Discussion in 'ESET Smart Security' started by jonkoer, Oct 23, 2009.

Thread Status:
Not open for further replies.
  1. jonkoer

    jonkoer Registered Member

    Joined:
    Nov 28, 2007
    Posts:
    30
    At about 5:00AM, Smart Security popped up, saying it had quarantined a c:\Windows\system32\CMCFG3.DLL file, which was planning to run at system startup, and which contained the Delf.OAX.Trojan. My initial reaction was to be thankful that Eset had caught it. But then, ...

    The file's Created timestamp showed that it had just gotten installed 5 hours prior, 10/23/2009 12:32AM (today).

    I have an automatic backup program which ran at 4:08AM and made a backup copy of the file before ESS detected & quarantined it.

    So I had ESET scan the backup copy - but it found NO infection.

    I then restored the original file from quarantine, to check it. An ESS scan now found it to be clean!!

    CAN ANYONE TELL ME WHY IT DETECTED a Delf.OAX.trojan, THEN A FEW MINUTES LATER SAYS FILE IS CLEAN!!!!

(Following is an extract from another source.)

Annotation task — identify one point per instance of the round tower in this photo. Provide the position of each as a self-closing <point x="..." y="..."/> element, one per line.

    I also found another file in \system32 folder, named CBLCAT.DLL, which is the same size (116K), and which was created at 12:59AM, shortly after CMCFG3.DLL got installed. Sounded suspicious, so I did a binary compare -- the files differed in only two bytes! VERY Suspicious... But an ESET scan of this file says it is not infected.

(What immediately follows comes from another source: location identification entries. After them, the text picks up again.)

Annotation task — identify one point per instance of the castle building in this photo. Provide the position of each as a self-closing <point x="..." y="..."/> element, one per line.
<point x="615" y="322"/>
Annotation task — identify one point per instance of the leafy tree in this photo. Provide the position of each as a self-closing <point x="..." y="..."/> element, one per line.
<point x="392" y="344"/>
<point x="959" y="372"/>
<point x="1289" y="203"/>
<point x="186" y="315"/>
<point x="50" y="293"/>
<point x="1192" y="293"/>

    What is going on here? How can a file be infected one minute and clean the next? (Eset did NOT say it had CLEANED the infection, just deleted and quarantined it. -- And in any case, I have a pristine backup copy of the file made an hour before Eset Alerted on it, which Eset now says is clean.

    I did submit the file to Eset, and I'm creating a Support Ticket about this, but based upon my recent experience with Eset Tech Support, I doubt that I will hear anything back from them, so I'm hoping that someone here might be able to shed some light on this question.
     
  2. Marcos

    Marcos Eset Staff Account

    Joined:
    Nov 22, 2002
    Posts:
    14,374
    Probably the dll was detected by more sensitive heuristics employed by the startup scanner. Once it's been quarantined and all related references to it removed from the registry, your computer was clean. Dlls themselves are not malicious, you cannot run them alone. A problem would be if you scanned a file with the on-demand scanner using same settings twice in a row and it'd give different results.
     
    Last edited: Oct 23, 2009
  3. jonkoer

    jonkoer Registered Member

    Joined:
    Nov 28, 2007
    Posts:
    30
    Eset told me that it quantined the .dll file. It did not say anything about having removed all references to it in the registry. So if I restored the file, then it should have been detected as a threat again.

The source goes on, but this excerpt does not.